Paul’s usage of the Greek word for body is “soma.” “Soma” is not something external to a man himself, something he has, it is what he is. Indeed, “soma” is the nearest equivalent to our word personality. To believe in the resurrection of the “soma,” means to believe that my human self, the human being that “I” am, will be restored to life again. I will not be someone different from who I am now, but I will be exclusively myself. God has committed himself to preserving my individuality, personality, and character. The term body “soma” is simply a synonym for “person.” The goal of God’s redemption is not the destruction of his first creation, but its restoration to its original perfection. This is why the Scripture speaks of the resurrection of the body “soma” rather than of the creation of new beings. Both death and resurrection affect the total person “soma.” The resurrected persons “soma” will be the same individuals as those who existed previously on earth.

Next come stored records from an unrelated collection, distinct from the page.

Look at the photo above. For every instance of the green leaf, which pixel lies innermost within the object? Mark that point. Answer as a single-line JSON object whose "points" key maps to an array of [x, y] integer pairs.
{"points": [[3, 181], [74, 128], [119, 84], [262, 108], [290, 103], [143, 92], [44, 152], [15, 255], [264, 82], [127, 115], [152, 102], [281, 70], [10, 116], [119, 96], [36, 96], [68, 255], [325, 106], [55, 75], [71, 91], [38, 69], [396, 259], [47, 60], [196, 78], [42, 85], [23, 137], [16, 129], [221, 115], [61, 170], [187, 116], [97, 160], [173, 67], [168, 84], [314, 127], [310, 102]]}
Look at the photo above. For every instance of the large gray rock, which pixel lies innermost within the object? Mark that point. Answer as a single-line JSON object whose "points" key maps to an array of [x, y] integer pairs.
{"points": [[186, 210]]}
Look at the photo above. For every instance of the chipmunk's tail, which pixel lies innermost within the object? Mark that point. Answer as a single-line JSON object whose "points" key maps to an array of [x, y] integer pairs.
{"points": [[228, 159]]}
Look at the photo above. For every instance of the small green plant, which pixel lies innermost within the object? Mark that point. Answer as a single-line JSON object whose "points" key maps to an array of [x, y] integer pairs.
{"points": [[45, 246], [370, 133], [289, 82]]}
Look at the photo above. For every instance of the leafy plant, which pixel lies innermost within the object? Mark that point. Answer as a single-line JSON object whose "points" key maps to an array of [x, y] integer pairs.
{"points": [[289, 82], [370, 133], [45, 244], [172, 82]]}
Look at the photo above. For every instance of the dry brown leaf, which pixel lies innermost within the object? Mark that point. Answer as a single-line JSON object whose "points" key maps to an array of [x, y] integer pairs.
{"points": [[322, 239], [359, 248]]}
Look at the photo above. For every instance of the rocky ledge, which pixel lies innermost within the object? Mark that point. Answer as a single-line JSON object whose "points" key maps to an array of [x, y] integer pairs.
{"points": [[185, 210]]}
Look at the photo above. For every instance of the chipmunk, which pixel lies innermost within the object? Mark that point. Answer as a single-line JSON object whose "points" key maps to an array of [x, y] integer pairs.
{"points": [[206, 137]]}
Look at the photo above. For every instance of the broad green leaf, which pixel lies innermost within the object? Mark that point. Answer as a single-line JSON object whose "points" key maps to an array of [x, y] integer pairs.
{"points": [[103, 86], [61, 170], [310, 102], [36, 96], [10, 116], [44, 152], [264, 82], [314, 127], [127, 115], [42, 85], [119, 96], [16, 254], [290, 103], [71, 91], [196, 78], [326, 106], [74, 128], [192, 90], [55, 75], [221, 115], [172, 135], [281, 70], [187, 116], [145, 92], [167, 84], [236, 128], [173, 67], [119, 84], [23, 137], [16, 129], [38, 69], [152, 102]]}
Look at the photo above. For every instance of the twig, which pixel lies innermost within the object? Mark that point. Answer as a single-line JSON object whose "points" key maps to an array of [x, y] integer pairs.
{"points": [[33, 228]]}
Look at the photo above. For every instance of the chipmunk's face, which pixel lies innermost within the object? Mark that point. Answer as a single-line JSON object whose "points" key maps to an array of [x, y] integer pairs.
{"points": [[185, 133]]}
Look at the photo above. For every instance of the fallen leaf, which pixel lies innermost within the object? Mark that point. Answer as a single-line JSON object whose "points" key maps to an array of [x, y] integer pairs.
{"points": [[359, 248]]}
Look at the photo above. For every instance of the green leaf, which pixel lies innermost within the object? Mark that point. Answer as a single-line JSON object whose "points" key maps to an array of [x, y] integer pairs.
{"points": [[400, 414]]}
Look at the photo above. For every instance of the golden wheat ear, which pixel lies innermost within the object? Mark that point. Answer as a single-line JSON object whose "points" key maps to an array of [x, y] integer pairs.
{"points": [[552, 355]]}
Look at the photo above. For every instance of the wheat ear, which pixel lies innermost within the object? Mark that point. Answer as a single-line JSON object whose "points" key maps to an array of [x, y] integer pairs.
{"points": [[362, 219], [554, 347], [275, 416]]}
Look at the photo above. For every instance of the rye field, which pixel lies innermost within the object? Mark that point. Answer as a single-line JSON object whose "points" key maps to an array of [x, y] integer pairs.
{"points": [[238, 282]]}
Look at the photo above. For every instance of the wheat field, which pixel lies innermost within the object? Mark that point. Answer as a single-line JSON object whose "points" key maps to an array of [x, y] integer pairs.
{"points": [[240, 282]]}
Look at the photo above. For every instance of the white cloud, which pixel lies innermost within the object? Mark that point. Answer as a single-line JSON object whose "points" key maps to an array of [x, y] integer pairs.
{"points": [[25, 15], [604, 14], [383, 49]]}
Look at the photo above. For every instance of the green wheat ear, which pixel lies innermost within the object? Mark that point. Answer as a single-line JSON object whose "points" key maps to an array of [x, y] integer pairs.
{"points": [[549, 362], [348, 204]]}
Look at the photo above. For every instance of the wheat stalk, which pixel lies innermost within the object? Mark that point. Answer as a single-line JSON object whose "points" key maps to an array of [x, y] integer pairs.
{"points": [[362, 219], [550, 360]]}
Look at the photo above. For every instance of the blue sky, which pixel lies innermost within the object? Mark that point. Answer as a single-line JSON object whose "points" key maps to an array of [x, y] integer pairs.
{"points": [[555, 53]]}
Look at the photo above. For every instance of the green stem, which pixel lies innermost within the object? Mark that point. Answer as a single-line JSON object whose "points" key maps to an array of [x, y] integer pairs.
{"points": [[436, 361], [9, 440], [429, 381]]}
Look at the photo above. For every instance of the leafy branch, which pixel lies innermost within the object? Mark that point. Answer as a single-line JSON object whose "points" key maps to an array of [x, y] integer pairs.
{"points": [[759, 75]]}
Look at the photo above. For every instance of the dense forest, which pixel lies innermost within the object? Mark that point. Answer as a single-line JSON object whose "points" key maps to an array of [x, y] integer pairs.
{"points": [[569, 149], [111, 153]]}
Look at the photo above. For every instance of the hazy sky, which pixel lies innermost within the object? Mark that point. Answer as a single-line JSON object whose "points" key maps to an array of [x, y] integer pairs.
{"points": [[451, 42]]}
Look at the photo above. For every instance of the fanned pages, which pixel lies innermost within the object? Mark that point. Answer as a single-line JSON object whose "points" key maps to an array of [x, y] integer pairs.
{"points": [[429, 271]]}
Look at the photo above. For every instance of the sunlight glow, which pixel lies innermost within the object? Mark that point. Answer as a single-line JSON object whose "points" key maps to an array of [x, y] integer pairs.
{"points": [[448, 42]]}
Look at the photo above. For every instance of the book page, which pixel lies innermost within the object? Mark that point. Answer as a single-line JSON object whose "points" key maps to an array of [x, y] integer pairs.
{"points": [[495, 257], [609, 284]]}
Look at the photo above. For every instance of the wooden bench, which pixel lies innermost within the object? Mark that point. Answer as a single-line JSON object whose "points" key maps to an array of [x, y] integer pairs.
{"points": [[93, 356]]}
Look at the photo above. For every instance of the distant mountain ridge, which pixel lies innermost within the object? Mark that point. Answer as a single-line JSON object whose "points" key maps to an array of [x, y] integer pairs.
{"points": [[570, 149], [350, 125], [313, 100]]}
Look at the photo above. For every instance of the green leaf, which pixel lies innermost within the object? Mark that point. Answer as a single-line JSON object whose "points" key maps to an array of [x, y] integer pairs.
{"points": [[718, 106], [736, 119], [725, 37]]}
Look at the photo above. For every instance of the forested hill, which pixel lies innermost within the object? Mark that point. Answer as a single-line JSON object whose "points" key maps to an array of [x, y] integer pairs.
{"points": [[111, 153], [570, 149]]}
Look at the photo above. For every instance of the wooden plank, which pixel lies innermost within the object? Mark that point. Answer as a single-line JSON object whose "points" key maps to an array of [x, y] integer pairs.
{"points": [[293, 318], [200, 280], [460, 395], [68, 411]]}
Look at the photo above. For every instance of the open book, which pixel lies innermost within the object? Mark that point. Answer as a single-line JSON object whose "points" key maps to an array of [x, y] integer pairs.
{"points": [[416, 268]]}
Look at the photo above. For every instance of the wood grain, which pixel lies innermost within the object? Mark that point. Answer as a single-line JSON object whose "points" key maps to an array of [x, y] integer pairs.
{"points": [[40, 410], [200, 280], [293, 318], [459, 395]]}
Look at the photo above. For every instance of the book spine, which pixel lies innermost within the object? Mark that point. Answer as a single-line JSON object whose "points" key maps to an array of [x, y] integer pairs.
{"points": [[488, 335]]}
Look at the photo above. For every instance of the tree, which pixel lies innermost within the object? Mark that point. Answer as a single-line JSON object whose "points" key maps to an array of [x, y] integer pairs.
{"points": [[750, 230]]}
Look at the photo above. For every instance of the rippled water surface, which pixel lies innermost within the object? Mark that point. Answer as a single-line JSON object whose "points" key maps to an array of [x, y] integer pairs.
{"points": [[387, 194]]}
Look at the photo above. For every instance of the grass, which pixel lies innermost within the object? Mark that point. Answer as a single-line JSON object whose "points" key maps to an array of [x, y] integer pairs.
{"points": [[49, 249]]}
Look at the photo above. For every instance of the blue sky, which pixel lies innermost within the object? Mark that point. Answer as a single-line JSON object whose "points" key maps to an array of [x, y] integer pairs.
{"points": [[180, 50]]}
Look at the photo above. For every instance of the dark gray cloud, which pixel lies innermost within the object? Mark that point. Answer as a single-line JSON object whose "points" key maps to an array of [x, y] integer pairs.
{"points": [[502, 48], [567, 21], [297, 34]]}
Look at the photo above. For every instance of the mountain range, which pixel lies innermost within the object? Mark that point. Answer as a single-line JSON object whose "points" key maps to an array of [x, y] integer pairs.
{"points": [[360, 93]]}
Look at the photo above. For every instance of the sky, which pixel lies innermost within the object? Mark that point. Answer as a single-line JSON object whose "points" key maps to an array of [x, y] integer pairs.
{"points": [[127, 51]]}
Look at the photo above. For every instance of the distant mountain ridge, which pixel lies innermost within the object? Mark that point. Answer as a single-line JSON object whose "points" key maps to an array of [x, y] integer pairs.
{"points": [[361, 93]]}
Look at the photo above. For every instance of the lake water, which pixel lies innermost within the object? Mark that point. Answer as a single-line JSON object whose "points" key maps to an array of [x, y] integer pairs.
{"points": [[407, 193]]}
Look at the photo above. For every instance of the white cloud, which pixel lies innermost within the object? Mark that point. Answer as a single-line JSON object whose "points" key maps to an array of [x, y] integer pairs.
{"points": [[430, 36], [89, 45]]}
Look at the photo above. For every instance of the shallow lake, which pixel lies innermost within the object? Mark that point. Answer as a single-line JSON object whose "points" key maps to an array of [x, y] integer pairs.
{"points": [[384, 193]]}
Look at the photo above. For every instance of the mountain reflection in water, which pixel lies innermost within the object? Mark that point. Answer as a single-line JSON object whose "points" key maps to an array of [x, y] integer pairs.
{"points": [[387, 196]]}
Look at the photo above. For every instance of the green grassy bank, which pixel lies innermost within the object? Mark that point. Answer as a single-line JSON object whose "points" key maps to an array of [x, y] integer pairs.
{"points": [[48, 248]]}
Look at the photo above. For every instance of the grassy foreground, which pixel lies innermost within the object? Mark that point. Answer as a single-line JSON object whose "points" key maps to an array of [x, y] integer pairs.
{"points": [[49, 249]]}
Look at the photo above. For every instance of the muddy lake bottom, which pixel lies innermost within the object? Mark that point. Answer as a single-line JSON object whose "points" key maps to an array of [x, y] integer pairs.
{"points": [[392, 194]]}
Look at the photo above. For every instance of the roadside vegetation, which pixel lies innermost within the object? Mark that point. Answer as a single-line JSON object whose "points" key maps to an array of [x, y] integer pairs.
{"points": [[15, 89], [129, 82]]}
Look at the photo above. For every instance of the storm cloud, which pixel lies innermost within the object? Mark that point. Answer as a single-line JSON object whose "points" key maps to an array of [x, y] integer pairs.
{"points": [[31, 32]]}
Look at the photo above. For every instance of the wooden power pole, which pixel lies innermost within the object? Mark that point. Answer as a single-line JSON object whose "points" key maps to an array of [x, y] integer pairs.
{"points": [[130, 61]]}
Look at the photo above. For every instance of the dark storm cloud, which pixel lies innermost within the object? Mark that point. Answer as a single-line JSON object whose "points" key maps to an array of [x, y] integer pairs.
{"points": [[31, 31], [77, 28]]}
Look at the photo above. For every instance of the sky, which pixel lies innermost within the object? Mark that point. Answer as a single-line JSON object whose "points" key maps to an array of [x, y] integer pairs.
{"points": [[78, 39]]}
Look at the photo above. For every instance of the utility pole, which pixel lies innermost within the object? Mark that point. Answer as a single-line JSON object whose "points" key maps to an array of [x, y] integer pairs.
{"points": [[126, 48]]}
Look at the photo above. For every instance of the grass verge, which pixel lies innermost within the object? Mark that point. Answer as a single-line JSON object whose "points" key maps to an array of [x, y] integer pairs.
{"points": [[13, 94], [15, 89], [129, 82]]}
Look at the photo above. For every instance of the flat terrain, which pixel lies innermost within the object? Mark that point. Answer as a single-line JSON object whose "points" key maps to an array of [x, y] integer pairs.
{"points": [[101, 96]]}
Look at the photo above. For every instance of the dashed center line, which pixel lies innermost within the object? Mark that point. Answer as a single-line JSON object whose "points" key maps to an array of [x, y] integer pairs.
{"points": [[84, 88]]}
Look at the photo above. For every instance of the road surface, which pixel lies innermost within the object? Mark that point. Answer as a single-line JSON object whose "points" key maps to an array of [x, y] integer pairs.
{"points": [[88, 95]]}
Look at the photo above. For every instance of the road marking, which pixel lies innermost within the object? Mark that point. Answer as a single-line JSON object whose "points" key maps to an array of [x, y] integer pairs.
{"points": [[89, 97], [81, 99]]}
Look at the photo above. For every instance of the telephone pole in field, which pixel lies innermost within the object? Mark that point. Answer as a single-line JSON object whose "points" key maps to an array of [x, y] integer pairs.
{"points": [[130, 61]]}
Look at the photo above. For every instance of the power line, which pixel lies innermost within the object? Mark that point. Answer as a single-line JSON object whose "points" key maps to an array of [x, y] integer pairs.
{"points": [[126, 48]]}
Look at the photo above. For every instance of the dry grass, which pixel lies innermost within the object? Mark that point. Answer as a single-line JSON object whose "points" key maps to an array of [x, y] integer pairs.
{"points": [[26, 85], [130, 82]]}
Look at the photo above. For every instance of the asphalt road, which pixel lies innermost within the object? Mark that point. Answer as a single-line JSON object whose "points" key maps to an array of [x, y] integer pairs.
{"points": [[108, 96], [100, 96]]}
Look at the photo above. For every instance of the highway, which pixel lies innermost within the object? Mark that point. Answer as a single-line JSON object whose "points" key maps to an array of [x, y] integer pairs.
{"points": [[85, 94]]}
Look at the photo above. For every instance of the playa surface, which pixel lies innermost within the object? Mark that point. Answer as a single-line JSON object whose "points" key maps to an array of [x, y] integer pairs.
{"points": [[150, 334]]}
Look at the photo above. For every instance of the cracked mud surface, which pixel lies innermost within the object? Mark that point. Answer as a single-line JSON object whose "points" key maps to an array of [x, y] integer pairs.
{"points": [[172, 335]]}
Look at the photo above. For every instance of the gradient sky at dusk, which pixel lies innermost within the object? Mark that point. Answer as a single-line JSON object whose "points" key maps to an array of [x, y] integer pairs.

Being created in the image of God means that we must view ourselves as intrinsically valuable and richly invested with meaning, potentially and responsibilities. We are to be and to do on a finite scale, what God is and does on an infinite scale. By virtue of being created in the image of God, human beings are capable of reflecting his character in their own life; animals possess none of these qualities. What distinguishes people from animals is the fact that human nature inherently has godlike possibilities. Omniscience omnipotence, or omnipresence, none of these other divine attributes have been ascribed to man as part of the image of God. We have been created to reflect God in our thinking and actions, but the physical sustained by God and dependent upon him for our existence in this world and in the world to come. Developing a godly character in this present life, this will be our personal identity in the world to come. It is the character or personality that we have developed in this life, that God preserves in his memory.
Breath of life and the living soul; man’s soul is in his blood and indeed his blood is his soul. He is kept in being [alive] as a living soul by the inhalation of oxygen out of the air. Man’s soul depends on this intake of oxygen and the blood, but the cessation of breathing results in the death of the soul, because the blood, which is equated with the soul, no longer receives the oxygen that is so vital for life. Breathing is seen as a manifestation of the sustaining power of God. Man became a living soul does not mean that at creation his body was endowed with an immortal soul, a separate entity, distinct from the body. Rather, it means that as a result of the divine inbreathing of the “breath of life” into the lifeless body, man became a living, breathing being. The heart began to beat, the blood to circulate, the brain to think, and all the vital signs of life were activated. A living soul means a living being. Not through the implantation of an immaterial, immortal soul into his material, mortal body, but through the animating principle of life “breath of life” conferred on him by God himself.